Пятого января пятигорские большевики постановили пробиваться на Владикавказ через станицу Зольскую.
В подполье оставались товарищи Карпов, Гнездилин и Башров. Остался и Сысой. Анна поцеловала его в табачные усы.
— Целуй, целуй, — сказал он добродушно, — больше их не увидишь: сбрею к чертовой матери! Прощай, народная заседательница!
Она запомнила его голубые глаза под лохматыми бровями, голос, севший от перекура, и стук его грязных сапог.
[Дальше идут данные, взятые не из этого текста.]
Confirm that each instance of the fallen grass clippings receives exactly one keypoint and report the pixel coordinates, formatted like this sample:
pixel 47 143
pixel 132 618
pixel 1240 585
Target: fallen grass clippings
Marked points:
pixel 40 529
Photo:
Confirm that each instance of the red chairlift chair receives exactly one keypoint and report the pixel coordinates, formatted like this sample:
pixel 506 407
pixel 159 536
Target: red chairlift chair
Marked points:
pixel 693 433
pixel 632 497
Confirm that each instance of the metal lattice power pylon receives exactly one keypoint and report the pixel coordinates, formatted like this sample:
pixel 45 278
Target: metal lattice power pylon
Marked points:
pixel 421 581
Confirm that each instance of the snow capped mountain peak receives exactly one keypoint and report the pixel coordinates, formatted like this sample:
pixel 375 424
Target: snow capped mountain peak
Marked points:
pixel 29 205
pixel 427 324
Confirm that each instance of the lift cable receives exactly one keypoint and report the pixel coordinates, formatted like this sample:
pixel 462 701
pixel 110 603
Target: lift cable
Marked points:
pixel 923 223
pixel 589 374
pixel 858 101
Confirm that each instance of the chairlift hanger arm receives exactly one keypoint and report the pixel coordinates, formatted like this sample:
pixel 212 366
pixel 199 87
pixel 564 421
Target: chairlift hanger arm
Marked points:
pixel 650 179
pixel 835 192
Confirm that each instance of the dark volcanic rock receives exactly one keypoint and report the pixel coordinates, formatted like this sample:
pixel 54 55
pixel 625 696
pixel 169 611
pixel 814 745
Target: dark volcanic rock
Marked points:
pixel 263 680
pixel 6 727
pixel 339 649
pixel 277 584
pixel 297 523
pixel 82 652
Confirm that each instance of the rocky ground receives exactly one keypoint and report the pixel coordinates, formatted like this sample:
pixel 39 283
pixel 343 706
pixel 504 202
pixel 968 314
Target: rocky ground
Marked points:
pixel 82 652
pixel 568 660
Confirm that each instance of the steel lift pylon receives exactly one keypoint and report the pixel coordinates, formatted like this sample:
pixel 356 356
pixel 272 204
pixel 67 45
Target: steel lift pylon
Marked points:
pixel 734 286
В пять часов вечера, еще слабую после родов, Анджиевский посадил Анну в фаэтон; она держала на руках
С неба вперемежку с дождем сыпался снег. Анджиевский укутал ноги Анны одеялом, которым они, бывало, покрывались в студеные зимние ночи. До самой Зольской тянулись степи, побитые гололедицей, пустынные и блестящие. Анна видела, насколько хватал глаз, лиловую дорогу с подмерзшими колеями и лужи, затянутые хрупким ледком. Это было страшное отступление! По всей дороге растянулись красноармейцы, бежавшие из лазаретов, горящие в тифу. Оледеневший в падении дождь валился на их спины и плечи, стегал по обнаженным головам. Они шли, согнувшись и выставив лбы и плечи против ветра, шатаясь, поддерживая друг друга, жадно глотая ледяной воздух опаленными жаром губами. Иные из них бредили, и нехорошо было видеть, как идет какой-нибудь парень, обросший бородой, с ямами вместо щек, с открытым на груди халатом, а лицо его счастливо. То здесь, то там прямо в обледенелые сугробы падали люди и оставались недвижны — ждать, когда смерть своей ледяной подошвой раздавит их. Длинный и плечистый человек стоял у обочины и пригоршнями ел снег. Он поглядел на Анну и подмигнул: он был весел. Приговоренные тифом к смерти люди шли в эти январские безысходные просторы, чтобы умереть среди своих.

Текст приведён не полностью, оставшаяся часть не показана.